On March 17, 2014, the New York City Council’s Committee on Civil Rights held a hearing to discuss and invite public comment on bill Intro 173-A, introduced by Council Member James Vacca and Manhattan Borough President Gale Brewer, which aims to extend to unpaid interns workplace protections against sexual harassment and other forms of discrimination under the New York City Human Rights Law. Activists from Intern Labor Rights (ILR) along with other advocates, interns and lawyers were present at the hearing and gave individual statements regarding the proposed legislation, urging the Council to use broader language than in the original draft. Yesterday, March 26, the Council passed the bill, without using the broader language suggested by ILR and those sharing our concerns, which would have covered thousands more interns, volunteers, and others working without financial compensation in New York City. We urge Mayor de Blasio not to sign this bill into law, but rather to send it back to the Council for strengthening.
While Intern Labor Rights applauds the New York City Council for their efforts to address the precarious and unprotected position of interns in the workplace, we feel strongly that this law will not solve the issues it purports to address, specifically:
- The new law would not extend protections to interns who do not fit the narrow definition of an “intern” that the Council included in this bill, something done nowhere else under the law. By defining interns in a manner that employers themselves do not adhere to, thousands of New York City interns will see no new protections through this bill. Once an internship arrangement fails one of the definitional terms (e.g., it is not temporary, not for the benefit of the intern, not supplementing training or education, not enhancing employability, not under close supervision), an intern might not be covered.
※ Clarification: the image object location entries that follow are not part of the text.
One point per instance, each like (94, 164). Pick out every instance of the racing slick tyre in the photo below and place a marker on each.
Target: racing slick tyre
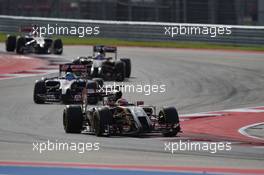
(10, 43)
(169, 116)
(39, 89)
(100, 83)
(73, 119)
(127, 65)
(103, 118)
(120, 71)
(21, 41)
(57, 47)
- Over 30 class action, state and federal lawsuits have been filed over work done by New York City interns claiming that their employers failed to adhere the very same kinds of conditions that the Council’s bill would require claimants to prove did not exist before these new protections would apply. With this bill, a harassed intern would be forced to make a tough choice: either prove they are covered by this new protection (by effectively demonstrating that they are not an employee, thus foregoing any potential wage and hour claims), or prove first that they are an employee due wages and then subsequently prove they were harassed in violation of their already-existing rights as an employee. This would be a complex, costly, time-consuming path to justice; furthermore, it already exists as a theoretical protection but has never even been attempted, let alone successfully litigated.
In short, this places far too heavy a burden on unpaid interns who find themselves harassed or otherwise discriminated against at their workplaces. In such vulnerable circumstances a victim’s rights should be clear, not confusing. We therefore propose that Mayor de Blasio veto this bill and instead urge the Council to pass a new bill with the following language:
- Section 1. Section 8-102 of chapter one of title eight of the administrative code of the city of New York is amended by adding new subdivisions 28 and 29 to read as follows:
- 28. For purposes of section 8-107, and section 8-107.1 of this title, an individual participating in an internship or training program, or working as a volunteer is considered to be a “person” as defined in subdivision 1 of this section.
- 29. For purposes of section 8-107, and section 8-107.1 of this title, the definition of “person” as defined in subdivision 1 of this section includes individuals who work without financial compensation.
Being protected from sexual harassment and discrimination is a human right, and should be written into law in a manner that applies to everyone. We urge Mayor de Blasio and the City Council to push further in their efforts to protect interns in the workplace.